Filming Starts on Live Action Adaptation of Tezuka's MW

CinemaToday.jp reports that Hitoshi Iwamoto will be directing a live action adaptation of Osamu Tezuka's confrontational thriller MW, based on a script by Death Notes Tetsuya Oishi and Haruo Kimura. Hiroshi Tamaki and Takayuki Yamada will star in the film scheduled to be released in Japan in 2009. MW is Tezuka's Third Man, spawned by the literal fallout of Vietnam. In this caper/chase, Hiroshi Tamaki will star as Yuki, an amoral master of disguise and seduction/Tom Ripley character, who begins the story with a chain of kidnapping, extortion, and quickly child-murder. Opposite him, Yamada will play tormented priest Father Garai. In the 60's Yuki's confessor Father Garai was part of a radical association known as The Crows.
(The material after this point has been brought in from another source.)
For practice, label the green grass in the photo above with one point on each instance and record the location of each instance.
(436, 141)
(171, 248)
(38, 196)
On the island of Kagoshima, near Okinawa, the Crows found a man and a boy on a yacht. Garai took the boy to the gang's hideout in a nearby cave, and while he was raping the young Yuki, an accident happened. "Nation X" had been housing the chemical weapon known as "Mw" nearby, and overnight, a leak killed everyone on the island except Garai and Yuki. As Garai explains to his bishop, since then, Yuki has been stripped of any moral limitation and Garai himself has been unable to resist Yuki's psychical allure.
The original manga was released in North America by Vertical. A preview of their release can be read here AICN's review of the manga can be read here

American Death Note In the Development

Shock Till You Drop reports that frequent adaptors of Asian cinema Vertigo (The Departed) are working on a Hollywood adaptation of Death Note, produced by Doug Davison and written by Vlas and Charles Parlapanides. Based on a manga by Tsugumi Ohba and Takeshi Obata, previously adapted into anime by Madhouse and live action by Shusuke Kaneko, Death Note follows the battle of wits between teen geniuses Light and L. Bored model student Light stumbles onto a tool for carving an impression into the world when he finds a Shinigami/Death God's notebook, with which he can prescribe the time and circumstances of the death of any named individual. After Light uses the book to kill a host of criminals, L is given the case of tracking down the responsible party, which in turn pushes Light toward desperate tactics.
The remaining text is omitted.